Performance & CWV · Glossary · Updated Apr 2026

Lab vs Field Data

Definition

Lab data is synthetic — a single page load under controlled, throttled conditions, repeatable run-to-run. Field data is real users — millions of loads under varied devices, networks, and locations. Google ranks on field data (CrUX); you optimize against lab (Lighthouse) because it's diagnostic and reproducible.

Find related

Long definition

The split is not philosophical. It maps to two different jobs in the performance workflow.

Lab data is generated by tools like Lighthouse, WebPageTest, Calibre, and DebugBear's synthetic mode. The browser runs in a sandboxed environment with simulated throttling — Lighthouse defaults to "slow 4G" and 4× CPU slowdown — and produces a single deterministic-ish result. Same URL, same throttling, similar scores within ±5 points. Lab is for diagnosis (why is LCP slow), regression detection (did this PR make TBT worse), and comparison (page A vs page B under identical conditions).

Field data is collected from real users by tools like CrUX (public) or private RUM products (SpeedCurve, DebugBear RUM, Datadog). Every device, every connection, every region, every time of day. Aggregated to the 75th percentile over a 28-day rolling window for CrUX. Field is for truth (what do users experience), ranking (Google uses CrUX field data for Core Web Vitals signals), and prioritization (which page templates regress in the wild).

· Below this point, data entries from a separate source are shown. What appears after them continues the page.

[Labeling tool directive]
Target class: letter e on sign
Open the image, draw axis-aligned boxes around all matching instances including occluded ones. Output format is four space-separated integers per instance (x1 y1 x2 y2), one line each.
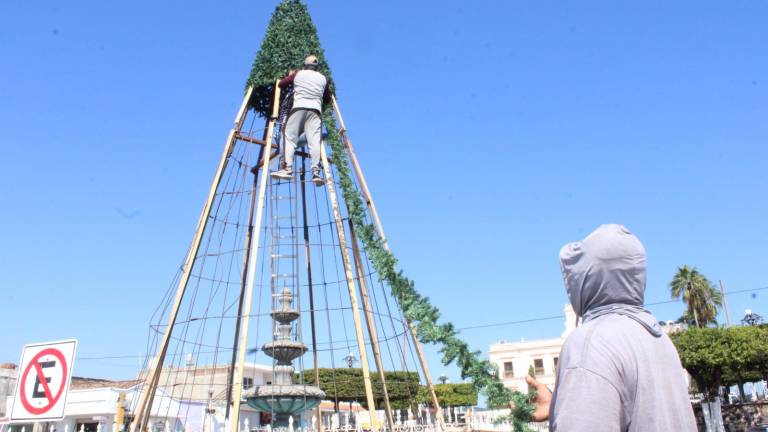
10 339 77 422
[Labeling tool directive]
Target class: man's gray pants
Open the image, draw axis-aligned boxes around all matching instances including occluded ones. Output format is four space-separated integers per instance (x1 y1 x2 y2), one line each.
284 109 322 175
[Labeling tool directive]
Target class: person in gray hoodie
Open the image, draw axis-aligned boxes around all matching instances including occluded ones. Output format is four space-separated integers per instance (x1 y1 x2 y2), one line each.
528 225 696 432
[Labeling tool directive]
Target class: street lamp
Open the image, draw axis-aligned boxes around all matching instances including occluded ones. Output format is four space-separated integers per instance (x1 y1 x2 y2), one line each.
342 351 358 425
342 351 357 368
741 309 763 326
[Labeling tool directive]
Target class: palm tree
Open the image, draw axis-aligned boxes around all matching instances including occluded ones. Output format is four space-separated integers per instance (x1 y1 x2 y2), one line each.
669 265 723 327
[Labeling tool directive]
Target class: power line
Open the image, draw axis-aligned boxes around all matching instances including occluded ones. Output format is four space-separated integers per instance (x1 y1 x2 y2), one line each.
456 287 768 331
73 286 768 360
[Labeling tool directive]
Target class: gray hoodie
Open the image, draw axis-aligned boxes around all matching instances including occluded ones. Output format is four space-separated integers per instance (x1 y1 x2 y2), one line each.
549 225 696 432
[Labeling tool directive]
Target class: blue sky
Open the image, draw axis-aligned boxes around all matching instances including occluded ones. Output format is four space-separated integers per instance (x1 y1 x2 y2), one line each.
0 1 768 379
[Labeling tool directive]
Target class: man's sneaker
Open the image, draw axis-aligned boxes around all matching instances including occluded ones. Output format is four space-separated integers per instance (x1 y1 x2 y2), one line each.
270 168 293 180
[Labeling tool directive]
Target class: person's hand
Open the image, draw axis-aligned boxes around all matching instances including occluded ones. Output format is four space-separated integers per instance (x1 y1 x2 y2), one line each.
525 376 552 422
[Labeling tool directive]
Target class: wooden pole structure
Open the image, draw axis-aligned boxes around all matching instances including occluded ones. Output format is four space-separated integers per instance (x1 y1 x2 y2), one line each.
320 143 378 430
224 147 264 418
718 280 731 327
332 96 445 426
131 87 253 432
348 220 395 430
229 81 280 432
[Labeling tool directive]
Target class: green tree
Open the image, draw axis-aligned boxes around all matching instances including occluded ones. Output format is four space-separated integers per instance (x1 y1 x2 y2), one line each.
670 328 729 399
252 0 534 432
419 383 477 407
295 368 421 409
670 326 768 398
669 265 723 327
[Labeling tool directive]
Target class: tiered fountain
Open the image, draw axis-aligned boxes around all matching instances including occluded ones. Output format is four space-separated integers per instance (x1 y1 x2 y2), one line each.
244 288 325 427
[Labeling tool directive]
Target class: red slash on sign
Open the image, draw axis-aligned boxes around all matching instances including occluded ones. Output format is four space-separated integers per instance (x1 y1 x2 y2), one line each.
19 348 67 415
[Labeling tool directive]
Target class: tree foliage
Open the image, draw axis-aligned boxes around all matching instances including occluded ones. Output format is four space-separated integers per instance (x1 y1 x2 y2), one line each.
669 265 723 327
419 383 477 407
671 325 768 397
248 0 533 431
246 0 333 118
296 368 421 409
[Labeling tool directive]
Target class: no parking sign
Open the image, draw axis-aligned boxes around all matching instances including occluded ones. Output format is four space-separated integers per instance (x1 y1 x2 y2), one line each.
10 339 77 422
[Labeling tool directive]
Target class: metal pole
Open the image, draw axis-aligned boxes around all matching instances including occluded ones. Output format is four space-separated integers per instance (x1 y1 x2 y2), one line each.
332 96 445 426
229 81 280 432
131 87 253 432
301 158 323 432
718 280 731 327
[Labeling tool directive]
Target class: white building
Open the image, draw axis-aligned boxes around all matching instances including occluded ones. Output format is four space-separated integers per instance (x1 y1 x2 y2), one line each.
0 377 209 432
488 304 576 392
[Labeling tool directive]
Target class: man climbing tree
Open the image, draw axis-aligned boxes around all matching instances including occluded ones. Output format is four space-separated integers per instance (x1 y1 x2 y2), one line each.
272 55 331 186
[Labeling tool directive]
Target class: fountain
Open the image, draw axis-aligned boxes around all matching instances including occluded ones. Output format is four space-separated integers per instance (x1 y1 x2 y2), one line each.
244 288 325 427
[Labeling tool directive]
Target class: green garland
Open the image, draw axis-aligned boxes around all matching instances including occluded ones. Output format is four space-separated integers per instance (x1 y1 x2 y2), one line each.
247 0 534 432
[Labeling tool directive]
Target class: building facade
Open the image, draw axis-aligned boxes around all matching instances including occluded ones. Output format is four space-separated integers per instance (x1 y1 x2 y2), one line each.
488 304 576 392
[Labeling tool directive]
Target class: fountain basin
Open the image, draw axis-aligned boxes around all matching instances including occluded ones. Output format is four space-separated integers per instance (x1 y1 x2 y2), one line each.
244 384 325 415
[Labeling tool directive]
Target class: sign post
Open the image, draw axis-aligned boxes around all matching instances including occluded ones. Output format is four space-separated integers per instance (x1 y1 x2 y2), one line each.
10 339 77 423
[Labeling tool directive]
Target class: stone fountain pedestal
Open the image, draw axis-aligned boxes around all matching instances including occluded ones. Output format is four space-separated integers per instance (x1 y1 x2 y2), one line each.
244 288 325 427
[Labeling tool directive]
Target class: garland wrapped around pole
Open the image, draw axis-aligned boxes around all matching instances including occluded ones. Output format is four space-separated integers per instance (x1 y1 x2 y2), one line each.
246 0 534 432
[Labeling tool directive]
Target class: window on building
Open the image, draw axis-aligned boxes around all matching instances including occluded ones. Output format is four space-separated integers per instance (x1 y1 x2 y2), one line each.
243 377 253 390
504 362 515 378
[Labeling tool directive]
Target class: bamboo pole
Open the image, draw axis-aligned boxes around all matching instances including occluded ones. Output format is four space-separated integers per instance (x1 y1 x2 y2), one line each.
349 220 395 430
224 143 264 418
331 96 445 426
130 87 253 432
229 82 280 432
320 143 378 430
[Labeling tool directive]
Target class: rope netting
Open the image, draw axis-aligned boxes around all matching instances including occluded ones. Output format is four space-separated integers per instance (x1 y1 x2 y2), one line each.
131 104 428 430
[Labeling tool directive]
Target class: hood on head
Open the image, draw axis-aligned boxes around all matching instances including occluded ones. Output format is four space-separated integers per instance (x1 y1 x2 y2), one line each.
560 224 645 316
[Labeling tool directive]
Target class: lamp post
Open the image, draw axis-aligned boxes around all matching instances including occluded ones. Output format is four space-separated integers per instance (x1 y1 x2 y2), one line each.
741 309 763 326
342 351 358 425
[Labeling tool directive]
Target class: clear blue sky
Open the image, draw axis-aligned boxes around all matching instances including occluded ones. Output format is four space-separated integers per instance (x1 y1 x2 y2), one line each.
0 1 768 379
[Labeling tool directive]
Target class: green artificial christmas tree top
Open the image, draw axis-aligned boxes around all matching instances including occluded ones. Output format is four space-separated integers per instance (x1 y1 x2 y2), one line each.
247 0 333 117
247 0 535 432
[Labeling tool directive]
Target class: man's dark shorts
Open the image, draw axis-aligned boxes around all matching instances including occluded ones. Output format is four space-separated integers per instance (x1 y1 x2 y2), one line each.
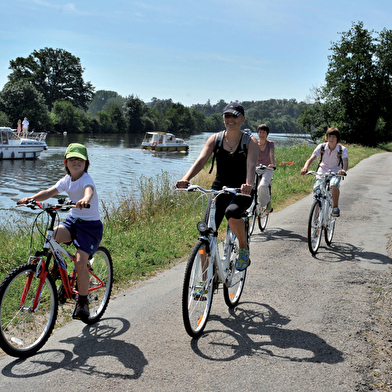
60 215 103 255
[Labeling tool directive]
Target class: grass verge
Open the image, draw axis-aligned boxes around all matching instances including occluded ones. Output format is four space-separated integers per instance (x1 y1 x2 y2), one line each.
0 144 392 290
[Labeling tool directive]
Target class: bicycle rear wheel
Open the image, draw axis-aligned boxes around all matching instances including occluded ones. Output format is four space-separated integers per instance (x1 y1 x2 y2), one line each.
0 264 58 358
223 231 249 308
308 200 323 255
182 241 214 338
87 246 113 325
324 205 336 246
246 200 257 237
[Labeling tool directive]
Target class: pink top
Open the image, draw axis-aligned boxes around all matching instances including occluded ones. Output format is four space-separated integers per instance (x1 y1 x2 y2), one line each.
313 143 348 174
257 140 275 166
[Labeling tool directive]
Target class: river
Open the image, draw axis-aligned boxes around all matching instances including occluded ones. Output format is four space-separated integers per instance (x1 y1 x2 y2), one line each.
0 133 312 222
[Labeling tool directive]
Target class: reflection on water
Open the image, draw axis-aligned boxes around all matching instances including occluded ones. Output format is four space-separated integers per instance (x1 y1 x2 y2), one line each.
0 133 312 222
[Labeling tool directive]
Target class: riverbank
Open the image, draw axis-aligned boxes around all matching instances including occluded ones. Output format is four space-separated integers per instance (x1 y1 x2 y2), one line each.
0 142 392 391
0 144 392 290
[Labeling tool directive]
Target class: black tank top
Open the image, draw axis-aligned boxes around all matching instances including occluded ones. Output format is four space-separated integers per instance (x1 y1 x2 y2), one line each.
212 143 247 190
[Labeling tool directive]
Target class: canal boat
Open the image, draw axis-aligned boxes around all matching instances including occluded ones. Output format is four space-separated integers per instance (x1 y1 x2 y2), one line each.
0 127 48 160
142 132 189 152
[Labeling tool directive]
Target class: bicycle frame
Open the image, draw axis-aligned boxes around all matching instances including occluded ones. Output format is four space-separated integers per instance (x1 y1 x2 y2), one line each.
21 205 105 311
307 171 343 255
188 185 236 284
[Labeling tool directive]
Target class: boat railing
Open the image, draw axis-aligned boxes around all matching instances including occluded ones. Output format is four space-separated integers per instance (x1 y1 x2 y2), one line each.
27 131 47 142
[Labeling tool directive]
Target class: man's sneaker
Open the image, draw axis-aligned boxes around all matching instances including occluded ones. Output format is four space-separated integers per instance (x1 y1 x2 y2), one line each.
192 281 208 301
72 298 90 322
49 264 61 280
332 207 340 218
235 248 250 271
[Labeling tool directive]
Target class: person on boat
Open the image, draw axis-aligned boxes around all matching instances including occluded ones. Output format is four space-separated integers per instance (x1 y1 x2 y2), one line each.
16 119 22 136
177 102 259 271
301 127 348 217
18 143 103 321
22 117 30 137
257 124 276 212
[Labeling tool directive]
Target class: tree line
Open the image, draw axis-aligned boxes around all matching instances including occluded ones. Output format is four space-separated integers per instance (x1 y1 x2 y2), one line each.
0 22 392 146
0 48 306 134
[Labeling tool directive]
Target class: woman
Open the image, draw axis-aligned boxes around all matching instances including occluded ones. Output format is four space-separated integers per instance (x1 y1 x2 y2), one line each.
177 102 258 271
257 124 275 212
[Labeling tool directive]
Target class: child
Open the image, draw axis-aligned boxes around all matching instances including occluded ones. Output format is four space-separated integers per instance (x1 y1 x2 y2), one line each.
301 127 348 217
19 143 103 321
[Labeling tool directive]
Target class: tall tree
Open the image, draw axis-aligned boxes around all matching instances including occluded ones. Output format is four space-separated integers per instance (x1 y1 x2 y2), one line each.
8 48 94 110
0 80 51 130
123 94 149 133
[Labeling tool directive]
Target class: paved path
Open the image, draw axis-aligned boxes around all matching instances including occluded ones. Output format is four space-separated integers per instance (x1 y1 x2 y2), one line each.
0 153 392 392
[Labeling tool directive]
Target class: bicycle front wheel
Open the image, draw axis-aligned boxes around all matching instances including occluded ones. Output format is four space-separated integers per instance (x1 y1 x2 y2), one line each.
0 264 58 358
223 234 247 308
324 205 336 246
308 200 323 255
247 201 257 237
87 246 113 325
182 241 214 338
257 211 269 231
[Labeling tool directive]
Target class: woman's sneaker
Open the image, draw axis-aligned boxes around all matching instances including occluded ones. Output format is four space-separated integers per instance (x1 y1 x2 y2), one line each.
235 248 250 271
332 207 340 218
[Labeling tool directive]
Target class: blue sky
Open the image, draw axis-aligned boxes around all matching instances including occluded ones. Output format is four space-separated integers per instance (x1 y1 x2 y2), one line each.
0 0 392 106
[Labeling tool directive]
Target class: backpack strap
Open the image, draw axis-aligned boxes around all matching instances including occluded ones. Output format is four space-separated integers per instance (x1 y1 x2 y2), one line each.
208 130 225 174
317 143 343 170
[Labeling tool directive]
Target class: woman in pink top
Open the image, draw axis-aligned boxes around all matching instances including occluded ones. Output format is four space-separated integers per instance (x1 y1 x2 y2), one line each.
16 119 22 136
257 124 275 212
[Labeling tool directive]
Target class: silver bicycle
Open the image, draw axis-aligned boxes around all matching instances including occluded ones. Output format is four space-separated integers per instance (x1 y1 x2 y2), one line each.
179 185 250 338
306 171 344 255
248 165 274 235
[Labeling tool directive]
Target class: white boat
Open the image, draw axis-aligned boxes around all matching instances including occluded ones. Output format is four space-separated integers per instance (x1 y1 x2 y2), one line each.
142 132 189 152
0 127 48 160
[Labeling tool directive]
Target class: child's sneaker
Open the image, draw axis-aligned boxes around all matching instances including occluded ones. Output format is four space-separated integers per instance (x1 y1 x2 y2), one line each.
192 281 208 301
72 298 90 322
235 248 250 271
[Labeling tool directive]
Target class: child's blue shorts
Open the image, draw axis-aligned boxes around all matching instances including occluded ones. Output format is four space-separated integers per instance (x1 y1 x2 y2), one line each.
60 215 103 255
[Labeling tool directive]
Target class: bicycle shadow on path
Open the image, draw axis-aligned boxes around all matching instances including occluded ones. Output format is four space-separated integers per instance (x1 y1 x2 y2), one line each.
2 318 148 379
251 228 392 265
191 302 344 364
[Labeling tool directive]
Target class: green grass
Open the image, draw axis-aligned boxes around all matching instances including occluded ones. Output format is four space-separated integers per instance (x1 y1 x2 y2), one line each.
0 144 392 289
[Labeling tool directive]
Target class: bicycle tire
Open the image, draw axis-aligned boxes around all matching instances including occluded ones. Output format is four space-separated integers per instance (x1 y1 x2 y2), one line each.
247 200 257 237
308 200 323 255
86 246 113 325
257 212 269 231
324 205 336 246
223 233 245 308
0 263 58 358
182 240 214 338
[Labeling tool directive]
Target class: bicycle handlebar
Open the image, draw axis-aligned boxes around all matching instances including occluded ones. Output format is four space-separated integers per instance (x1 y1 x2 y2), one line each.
177 185 251 197
16 199 90 211
306 170 347 178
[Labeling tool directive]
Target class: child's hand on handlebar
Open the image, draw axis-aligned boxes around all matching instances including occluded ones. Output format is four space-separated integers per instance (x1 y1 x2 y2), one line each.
241 184 253 195
176 180 191 189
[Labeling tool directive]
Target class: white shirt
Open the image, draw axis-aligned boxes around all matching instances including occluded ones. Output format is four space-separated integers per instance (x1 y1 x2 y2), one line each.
55 173 100 221
313 143 348 174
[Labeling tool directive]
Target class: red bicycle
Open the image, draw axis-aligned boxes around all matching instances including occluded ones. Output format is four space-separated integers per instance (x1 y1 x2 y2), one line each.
0 199 113 358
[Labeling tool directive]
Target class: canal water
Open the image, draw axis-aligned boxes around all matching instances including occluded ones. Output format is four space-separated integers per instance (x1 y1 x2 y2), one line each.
0 133 312 222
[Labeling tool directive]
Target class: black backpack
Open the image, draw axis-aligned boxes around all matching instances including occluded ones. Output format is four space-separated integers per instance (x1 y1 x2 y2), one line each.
208 130 252 174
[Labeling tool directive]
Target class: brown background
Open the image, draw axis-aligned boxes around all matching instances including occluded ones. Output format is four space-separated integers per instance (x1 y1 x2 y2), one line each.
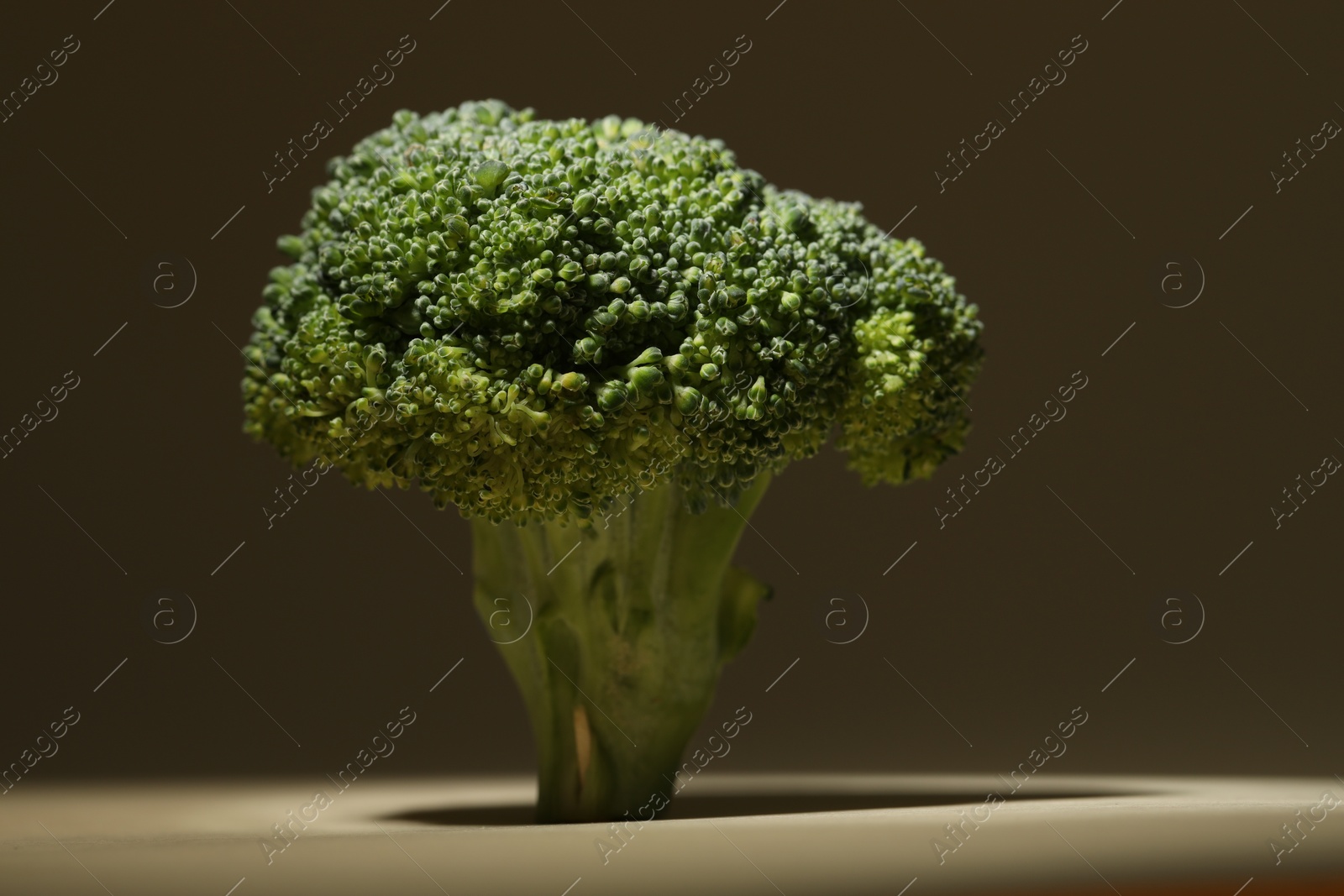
0 0 1344 780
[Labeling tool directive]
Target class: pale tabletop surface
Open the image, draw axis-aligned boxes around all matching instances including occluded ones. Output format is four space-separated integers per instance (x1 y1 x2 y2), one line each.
0 775 1344 896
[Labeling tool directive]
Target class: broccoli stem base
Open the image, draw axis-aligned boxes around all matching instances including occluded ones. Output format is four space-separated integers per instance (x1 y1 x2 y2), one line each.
472 475 769 822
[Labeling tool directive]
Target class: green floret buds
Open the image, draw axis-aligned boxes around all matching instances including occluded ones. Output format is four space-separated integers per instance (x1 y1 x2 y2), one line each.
244 102 979 522
244 102 981 820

The two often disagree. A page might score 95 in Lighthouse and fail Core Web Vitals in field, or vice versa. That's not a bug — they measure overlapping but different things:

  • Lab uses one device profile; field has every device from a 4-year-old budget Android to a high-end Mac.
  • Lab uses one network condition; field has 5G, 3G, hotel WiFi, subway tunnels.
  • Lab measures one page-load lifecycle; field captures interactions throughout the session (INP needs real user events).
  • Lab can't measure cache-warm returning visitors realistically; field naturally includes them.

The mature workflow: check field first to see what's actually happening. Then run lab to debug the underlying cause. Ship the fix, watch field data for 28+ days to confirm it landed for real users. PR-level CI uses lab (deterministic, fast); production health uses field (truthful, slow).

Common misconceptions

  • "Lab and field should give the same numbers." They almost never do. Different inputs, different methodologies, different aggregation. Convergence is rare; informed disagreement is normal.
  • "Field data is always right and lab is always wrong." Both are right at what they measure. Lab gives reproducible diagnosis; field gives population truth. Picking one and ignoring the other costs you debuggability or relevance.
  • "Lighthouse score 100 means I pass Core Web Vitals." Lighthouse score is a weighted average of lab metrics. Core Web Vitals pass/fail is computed from CrUX field data at the 75th percentile. They can disagree, and Google uses field for ranking.
  • "Field data updates instantly when I ship a fix." CrUX is a 28-day rolling window. Even after a deploy, the field number reflects the previous month's performance for the first few weeks. Allow 30+ days before drawing conclusions.